Open ryancurrah opened 1 year ago
Attached are the logs we captured when we re-produced the issue.
I can't reproduce this on macOS 13.1 on M1 either). I've done a factory reset, rebooted the host, did another factory reset, and the command always worked fine.
I've looked at the logs, and can't spot anything in there either.
On the "reproducible laptop" does this also happen after a factory reset? Or after rebooting the host?
Are there any errors in any of the networking logs at ~/Library/Application Support/rancher-desktop/lima/_networks
?
I am getting our IT team to send me an M1 Macbook so I can try to reproduce this issue. Another dev reported the same issue this morning. Not sure what they were doing to cause it though.
On the "reproducible laptop" it happens even after a factory reset, reboot, and fresh re-install.
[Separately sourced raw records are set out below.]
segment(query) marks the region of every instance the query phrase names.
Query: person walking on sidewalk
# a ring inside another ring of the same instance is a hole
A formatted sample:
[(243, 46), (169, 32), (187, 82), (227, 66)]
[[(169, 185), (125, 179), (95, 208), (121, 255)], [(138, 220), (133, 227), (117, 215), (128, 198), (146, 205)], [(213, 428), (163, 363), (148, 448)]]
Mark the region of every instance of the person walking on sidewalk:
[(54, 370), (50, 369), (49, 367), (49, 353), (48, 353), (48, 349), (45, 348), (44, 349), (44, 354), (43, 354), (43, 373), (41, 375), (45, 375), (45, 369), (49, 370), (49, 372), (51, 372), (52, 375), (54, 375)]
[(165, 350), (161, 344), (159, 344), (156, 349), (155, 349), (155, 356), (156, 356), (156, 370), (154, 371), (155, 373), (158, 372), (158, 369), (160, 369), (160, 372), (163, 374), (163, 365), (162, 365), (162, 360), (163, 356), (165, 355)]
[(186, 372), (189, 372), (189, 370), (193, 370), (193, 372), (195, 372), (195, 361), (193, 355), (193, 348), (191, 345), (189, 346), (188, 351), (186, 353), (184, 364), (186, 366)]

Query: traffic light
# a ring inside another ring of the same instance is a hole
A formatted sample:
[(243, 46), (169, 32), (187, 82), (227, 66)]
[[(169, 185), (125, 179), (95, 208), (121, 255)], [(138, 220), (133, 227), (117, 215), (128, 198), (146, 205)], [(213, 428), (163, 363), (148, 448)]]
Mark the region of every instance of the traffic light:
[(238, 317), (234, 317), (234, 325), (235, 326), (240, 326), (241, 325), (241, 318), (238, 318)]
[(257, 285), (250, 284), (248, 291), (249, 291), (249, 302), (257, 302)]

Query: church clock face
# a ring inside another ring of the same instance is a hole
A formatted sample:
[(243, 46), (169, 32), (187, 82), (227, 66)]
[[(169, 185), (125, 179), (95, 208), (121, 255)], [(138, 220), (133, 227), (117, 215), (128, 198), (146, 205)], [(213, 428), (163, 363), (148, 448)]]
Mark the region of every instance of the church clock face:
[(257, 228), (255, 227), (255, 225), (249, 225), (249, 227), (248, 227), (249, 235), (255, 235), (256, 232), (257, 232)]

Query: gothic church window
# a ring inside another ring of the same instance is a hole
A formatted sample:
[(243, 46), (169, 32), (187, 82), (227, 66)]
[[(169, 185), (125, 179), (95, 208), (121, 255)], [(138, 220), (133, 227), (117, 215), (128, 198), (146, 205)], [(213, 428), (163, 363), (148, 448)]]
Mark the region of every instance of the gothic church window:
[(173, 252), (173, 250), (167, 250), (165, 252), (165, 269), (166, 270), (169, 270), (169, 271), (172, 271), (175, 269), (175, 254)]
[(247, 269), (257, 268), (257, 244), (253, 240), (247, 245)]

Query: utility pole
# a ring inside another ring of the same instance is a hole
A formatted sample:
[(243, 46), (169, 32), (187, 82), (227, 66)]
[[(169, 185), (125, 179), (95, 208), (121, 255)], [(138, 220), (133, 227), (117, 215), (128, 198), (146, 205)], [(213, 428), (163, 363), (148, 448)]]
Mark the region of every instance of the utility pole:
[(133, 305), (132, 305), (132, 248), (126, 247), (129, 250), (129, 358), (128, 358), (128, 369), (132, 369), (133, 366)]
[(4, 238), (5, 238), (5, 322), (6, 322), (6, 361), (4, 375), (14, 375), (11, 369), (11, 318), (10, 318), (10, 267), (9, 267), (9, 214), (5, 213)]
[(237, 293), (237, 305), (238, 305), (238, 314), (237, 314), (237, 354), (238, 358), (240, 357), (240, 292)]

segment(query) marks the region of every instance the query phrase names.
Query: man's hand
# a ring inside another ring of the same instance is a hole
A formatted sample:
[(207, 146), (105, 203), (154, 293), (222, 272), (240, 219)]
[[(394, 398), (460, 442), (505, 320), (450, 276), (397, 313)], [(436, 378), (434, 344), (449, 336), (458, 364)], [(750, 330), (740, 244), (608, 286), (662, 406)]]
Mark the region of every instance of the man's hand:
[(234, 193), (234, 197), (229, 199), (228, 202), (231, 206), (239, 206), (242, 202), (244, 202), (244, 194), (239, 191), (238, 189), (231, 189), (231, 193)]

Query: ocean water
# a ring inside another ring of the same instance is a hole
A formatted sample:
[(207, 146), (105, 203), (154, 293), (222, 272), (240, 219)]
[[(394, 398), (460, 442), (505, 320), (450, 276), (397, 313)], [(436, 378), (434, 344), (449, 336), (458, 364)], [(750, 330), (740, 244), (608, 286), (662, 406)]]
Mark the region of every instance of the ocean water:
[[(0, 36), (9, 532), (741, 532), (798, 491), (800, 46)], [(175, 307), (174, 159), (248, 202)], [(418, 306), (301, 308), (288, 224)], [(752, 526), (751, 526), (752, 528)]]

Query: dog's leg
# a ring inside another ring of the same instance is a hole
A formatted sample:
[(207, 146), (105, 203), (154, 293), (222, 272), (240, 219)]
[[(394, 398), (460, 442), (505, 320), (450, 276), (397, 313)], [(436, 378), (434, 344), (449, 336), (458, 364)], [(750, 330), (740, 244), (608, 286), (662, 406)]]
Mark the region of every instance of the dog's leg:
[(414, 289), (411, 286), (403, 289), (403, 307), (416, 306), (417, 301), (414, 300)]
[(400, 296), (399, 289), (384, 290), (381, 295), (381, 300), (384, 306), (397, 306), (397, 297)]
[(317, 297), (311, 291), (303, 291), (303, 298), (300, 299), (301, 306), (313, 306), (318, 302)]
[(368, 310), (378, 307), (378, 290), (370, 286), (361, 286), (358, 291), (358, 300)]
The dev with the reproducible laptop needs to get some work done so they have uninstalled it for now. ~I am going to get our devs to post here when they get a freezing issue~. Meanwhile, I will try to get that laptop and re-produce it.
I am getting our IT team to send me an M1 Macbook so I can try to reproduce this issue. Another dev reported the same issue this morning. Not sure what they were doing to cause it though.
Thank you so much; this will be really helpful, as I've been unable to repro this myself.
Maybe also take a look at any anti-malware technology installed on your machines; maybe that is interfering with the virtualization code?
I have the same problem. I have tried a factory reset, reinstall, reboot everything, but rancher still hangs.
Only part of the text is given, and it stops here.